By Ellen Nakashima
Washington Post Staff Writer
Friday, November 14, 2008 12:01 AM
Magistrate judges across the country are renewing calls for Congress to set a consistent legal standard for law enforcement to meet when seeking cellphone tracking information about a wireless provider's customers.
The need was underscored, they say, by a recent federal district court ruling that required federal agents to obtain a warrant, which is based on probable cause, to direct a wireless provider to turn over signal information indicating where a customer was when his phone was turned on.
Other federal courts have ruled that a showing of probable cause is not necessary.
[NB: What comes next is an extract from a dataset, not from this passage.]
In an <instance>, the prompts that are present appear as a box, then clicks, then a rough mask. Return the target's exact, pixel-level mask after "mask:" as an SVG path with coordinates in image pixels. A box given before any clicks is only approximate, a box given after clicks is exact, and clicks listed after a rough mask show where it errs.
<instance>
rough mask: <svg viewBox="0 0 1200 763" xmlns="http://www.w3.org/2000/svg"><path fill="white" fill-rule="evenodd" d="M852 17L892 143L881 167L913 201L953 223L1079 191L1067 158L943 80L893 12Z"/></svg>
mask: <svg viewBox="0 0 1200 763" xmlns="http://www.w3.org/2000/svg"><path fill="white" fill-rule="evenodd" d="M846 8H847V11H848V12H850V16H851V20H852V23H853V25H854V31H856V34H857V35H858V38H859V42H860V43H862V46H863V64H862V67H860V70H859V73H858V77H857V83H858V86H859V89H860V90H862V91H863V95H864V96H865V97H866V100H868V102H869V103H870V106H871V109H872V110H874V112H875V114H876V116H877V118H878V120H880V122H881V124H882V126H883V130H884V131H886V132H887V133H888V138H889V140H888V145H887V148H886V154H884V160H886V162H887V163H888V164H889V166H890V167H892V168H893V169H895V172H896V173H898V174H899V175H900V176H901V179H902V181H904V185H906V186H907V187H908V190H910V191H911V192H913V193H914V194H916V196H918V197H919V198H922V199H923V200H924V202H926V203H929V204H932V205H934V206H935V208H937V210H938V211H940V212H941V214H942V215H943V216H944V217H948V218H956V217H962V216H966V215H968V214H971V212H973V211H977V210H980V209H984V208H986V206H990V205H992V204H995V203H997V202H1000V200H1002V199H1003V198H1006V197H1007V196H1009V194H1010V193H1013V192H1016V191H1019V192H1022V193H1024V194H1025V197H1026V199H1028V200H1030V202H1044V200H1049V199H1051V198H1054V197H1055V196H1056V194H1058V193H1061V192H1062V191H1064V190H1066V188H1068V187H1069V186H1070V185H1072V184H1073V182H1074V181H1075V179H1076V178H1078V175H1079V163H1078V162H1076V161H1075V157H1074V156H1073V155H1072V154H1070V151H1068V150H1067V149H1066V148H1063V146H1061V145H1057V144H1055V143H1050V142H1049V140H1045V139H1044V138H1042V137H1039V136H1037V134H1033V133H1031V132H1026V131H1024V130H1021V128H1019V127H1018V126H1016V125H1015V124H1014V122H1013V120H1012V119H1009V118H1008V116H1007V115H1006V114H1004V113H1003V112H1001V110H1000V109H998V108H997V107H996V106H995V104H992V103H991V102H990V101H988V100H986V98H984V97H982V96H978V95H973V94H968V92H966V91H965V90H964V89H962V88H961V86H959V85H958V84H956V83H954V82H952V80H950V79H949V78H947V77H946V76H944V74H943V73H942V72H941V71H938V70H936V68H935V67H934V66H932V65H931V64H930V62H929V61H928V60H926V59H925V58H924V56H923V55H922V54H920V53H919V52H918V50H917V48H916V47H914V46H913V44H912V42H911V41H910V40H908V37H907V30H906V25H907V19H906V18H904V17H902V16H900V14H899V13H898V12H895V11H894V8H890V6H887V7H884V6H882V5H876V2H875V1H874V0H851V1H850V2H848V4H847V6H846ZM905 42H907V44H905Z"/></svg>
"This whole area should be the subject of some uniform legislation that says let's try and coordinate what's going on here, otherwise it becomes ad hoc. That's not the court's role," said one U.S. magistrate judge, who spoke on condition of anonymity because, he said, expressing an opinion outside a written ruling could be seen to compromise his objectivity.
Cellphone signals offer federal investigators an effective way to surreptitiously track a suspect's location. One day, orders to obtain such data could become as common as search warrants.
But unlike with search warrants, there is no consistent legal standard for issuing them. Decisions depend on the court and even which judge in which district is hearing requests that day.
The inconsistencies are so pronounced that last year, federal judges in the Central District of California created two application forms - one for judges who require a warrant based on probable cause, and one for those who don't, according to documents obtained by the American Civil Liberties Union and the Electronic Frontier Foundation. Those groups sued the government under the Freedom of Information Act for disclosure of records showing how widespread the practice is.
Magistrate judges, who typically issue the orders, have urged the federal government to appeal adverse rulings so a clear standard can be articulated. But an appellate court has yet to hear a case, experts said.
"There is one rule for tracking cellphones in Los Angeles," said Catherine Crump, ACLU staff attorney. "There's another rule in New York. . . . The fact is, tracking cellphones without probable cause anywhere is unconstitutional."
Justice Department spokesman Dean Boyd had no comment on whether legislation is advisable or why the government has not appealed a case. He said in an e-mail that the Justice Department recommends that field prosecutors obtain a court order based on probable cause when seeking data capable of identifying a suspect's "precise location in a private area not accessible to the public."
For less precise data, such as approximating someone's location in relation to the nearest cellphone tower, he said that judges "in the majority of federal districts" require a lower standard: " 'specific and articulable facts' supporting law enforcement's need for the records."
But privacy and industry advocates said consistency across districts is important. There are conflicting judicial opinions on whether real-time information about a customer's proximity to a cell tower should require a warrant or something less, and the same debate has applied to more precise data derived from Global Positioning System-enabled phones, which receive satellite signals.
"It is time for Congress to fix the problem," said Al Gidari, a partner with Perkins Coie in Seattle who represents wireless carriers. "It is time to clarify the standard as well as who can get the information. Civil litigants? With or without notice to the subscriber? In emergencies? There are lots of questions and certainly a need for answers."
The public is largely unaware of the scope of the practice or the simmering debate, in part because there is no disclosure requirement - either to the target of the order or to Congress. Moreover, such orders generally remained sealed.
In the Southern District of Texas, for instance, a review of 4,234 electronic surveillance orders issued in the Houston division between 1995 and 2007, which include cellphone tracking orders but not wiretap orders, found that 92 percent remain sealed, according to Magistrate Judge Stephen W. Smith.
The lack of disclosure, Smith wrote in a May 30 opinion, means that "the individual targets may never learn that they had been subjected to such surveillance, and this lack of information will inevitably stifle public debate about the proper scope and extent of this important law enforcement tool."
George Washington University law professor Orin Kerr, a former U.S. prosecutor, said Congress could require that a customer be notified when his location data are sought once a criminal case is closed and no charges brought.
In June 2008, magistrate judges in the Central District of California finally came to a consensus that probable cause was required to issue orders for real-time phone location.
"In our district, we took the standard DOJ position that we should be able to obtain real-time cell site and GPS information without showing probable cause," a federal prosecutor in Los Angeles said. "Ultimately our magistrate bench just said, 'No.' So now we give them probable cause."